Sie tauschten Blicke aus, wie Teddy erwartet hatte, die er aber ignorierte.

»Auf Ihrer Jacke ist Blut«, sagte Ellwood, und musterte ihn sorgfältig. Der Detective schaltete seine Taschenlampe ein, folgte dem Spritzer auf der Vorderseite von Teddys Mantel nach unten, bis er zum Riss direkt über der Tasche kam. Er steckte den Finger durch das Loch und untersuchte die Form des Schnittes, während Powell und Vega zusahen. Der Stoff war aufgeschlitzt und zerrissen worden. Triscos Messer war scharf.

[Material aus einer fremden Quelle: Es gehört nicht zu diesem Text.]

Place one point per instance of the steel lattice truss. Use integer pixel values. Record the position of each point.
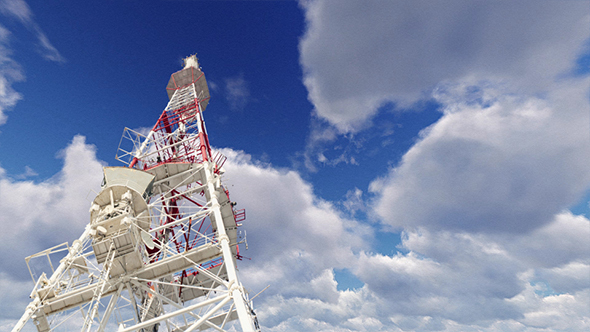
(160, 250)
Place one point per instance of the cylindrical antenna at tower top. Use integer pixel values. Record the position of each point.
(191, 61)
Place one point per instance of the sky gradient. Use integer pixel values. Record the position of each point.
(404, 165)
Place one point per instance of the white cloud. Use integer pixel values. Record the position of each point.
(10, 72)
(505, 163)
(40, 215)
(294, 235)
(356, 55)
(21, 11)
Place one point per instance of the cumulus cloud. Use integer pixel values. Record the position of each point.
(464, 280)
(40, 215)
(501, 163)
(357, 56)
(295, 235)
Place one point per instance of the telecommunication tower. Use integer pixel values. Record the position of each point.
(159, 253)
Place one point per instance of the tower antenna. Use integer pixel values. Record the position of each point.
(159, 253)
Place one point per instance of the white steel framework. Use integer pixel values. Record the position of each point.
(160, 250)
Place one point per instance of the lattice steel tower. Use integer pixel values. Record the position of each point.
(160, 250)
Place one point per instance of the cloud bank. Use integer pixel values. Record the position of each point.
(359, 55)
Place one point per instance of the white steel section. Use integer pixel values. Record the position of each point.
(75, 249)
(236, 289)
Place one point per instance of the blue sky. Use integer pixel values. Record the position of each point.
(405, 166)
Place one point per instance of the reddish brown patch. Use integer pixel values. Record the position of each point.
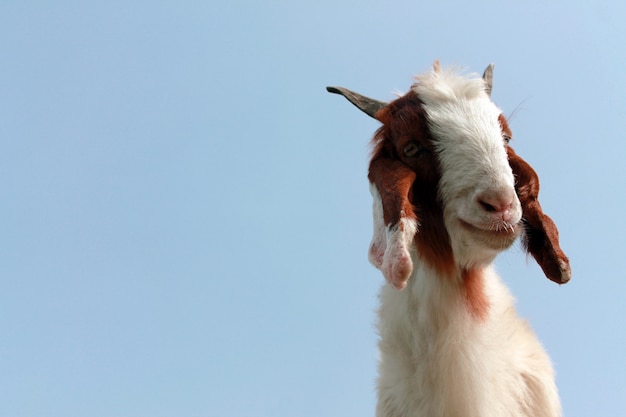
(408, 185)
(474, 287)
(541, 237)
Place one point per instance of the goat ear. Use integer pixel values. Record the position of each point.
(367, 105)
(391, 183)
(488, 78)
(541, 237)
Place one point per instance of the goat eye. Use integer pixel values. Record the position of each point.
(411, 150)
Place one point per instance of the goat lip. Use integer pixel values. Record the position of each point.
(492, 229)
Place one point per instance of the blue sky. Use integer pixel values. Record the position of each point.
(185, 214)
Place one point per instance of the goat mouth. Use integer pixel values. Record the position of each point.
(495, 230)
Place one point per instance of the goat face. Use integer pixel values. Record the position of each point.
(482, 212)
(444, 179)
(457, 150)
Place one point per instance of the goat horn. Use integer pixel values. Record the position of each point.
(367, 105)
(488, 77)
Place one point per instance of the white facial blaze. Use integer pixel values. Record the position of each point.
(476, 179)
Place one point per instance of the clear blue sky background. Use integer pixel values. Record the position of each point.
(185, 215)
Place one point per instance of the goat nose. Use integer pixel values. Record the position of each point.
(500, 202)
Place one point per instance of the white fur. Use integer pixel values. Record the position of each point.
(464, 124)
(437, 359)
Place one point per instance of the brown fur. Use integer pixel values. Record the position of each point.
(408, 185)
(475, 296)
(541, 237)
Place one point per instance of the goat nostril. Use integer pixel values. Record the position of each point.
(497, 202)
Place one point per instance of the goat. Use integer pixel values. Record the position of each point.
(449, 194)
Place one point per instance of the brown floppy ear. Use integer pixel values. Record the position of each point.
(395, 223)
(541, 237)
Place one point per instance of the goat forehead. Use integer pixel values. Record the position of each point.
(469, 145)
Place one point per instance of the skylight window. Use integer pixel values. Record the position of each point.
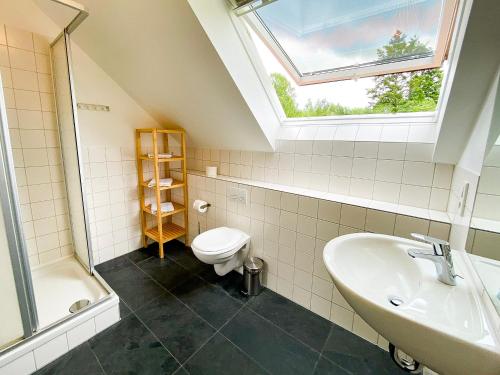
(337, 57)
(331, 40)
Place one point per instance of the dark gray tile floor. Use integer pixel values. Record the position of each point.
(179, 317)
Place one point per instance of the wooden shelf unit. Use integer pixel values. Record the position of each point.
(164, 230)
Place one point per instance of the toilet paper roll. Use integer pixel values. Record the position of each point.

In der nächsten halben Stunde erzählte ihnen Teddy alles, was er über Edward Trisco III wusste. Dass er ihn an jenem Abend auf der Straße gesehen hatte, nachdem er und Powell mit Carmichael im Café gesprochen hatten. Dass die stellvertretende Managerin ihn auf dem Foto identifiziert hatte. Triscos Geschichte mit dem Modell vor fünf Jahren und eine vertrauliche Zusammenfassung dessen, was Teddy und Nash vom Psychiater erfahren hatten. Vega verbrachte die meiste Zeit damit, Kaffee aus einem Styroporbecher zu trinken und den Kopf zu schütteln. Ellwood blieb still, lehnte sich gegen die Tür, um Abstand zu haben, und studierte Teddys Verhalten. Powell wollte den Beweis sehen, dass Andrews Geld von der Trisco-Familie erhalten hatte. Als er ihr die Unterlagen zeigte und auf das Datum hinwies, wurden ihre Augen schärfer und sie reichte die Papiere an Ellwood weiter, der seine Taschenlampe wieder anmachte.

Es war das erste Mal, dass Teddy von Anfang bis Ende den Fall durchging. Vega und Ellwood waren besonders an Holmes’ Albträumen interessiert. Beide Detectives waren anwesend, als Holmes das Geständnis gegenüber Andrews ablegte, und hatten gehört, wie Holmes detailliert über seine Träume gesprochen hatte. Was Teddy ihnen gerade erzählte, widerlegte nicht die physischen Beweise gegen Holmes oder gar sein Geständnis, das er Darlene Lewis, Valerie Kramp und zehn andere ermordet hatte. Aber Teddy konnte die besorgten Blicke in ihren Gesichtern sehen, die Enttäuschung und Beunruhigung. Es bestand die Möglichkeit, dass sie einen Fehler gemacht hatten; Der Schleier lüftete sich plötzlich. Jeder wusste, dass mit genügend Arbeit Geständnisse erwirkt werden konnten, ob sie stimmten oder nicht. Teddy war sicher, dass er zumindest ihre Aufmerksamkeit hatte.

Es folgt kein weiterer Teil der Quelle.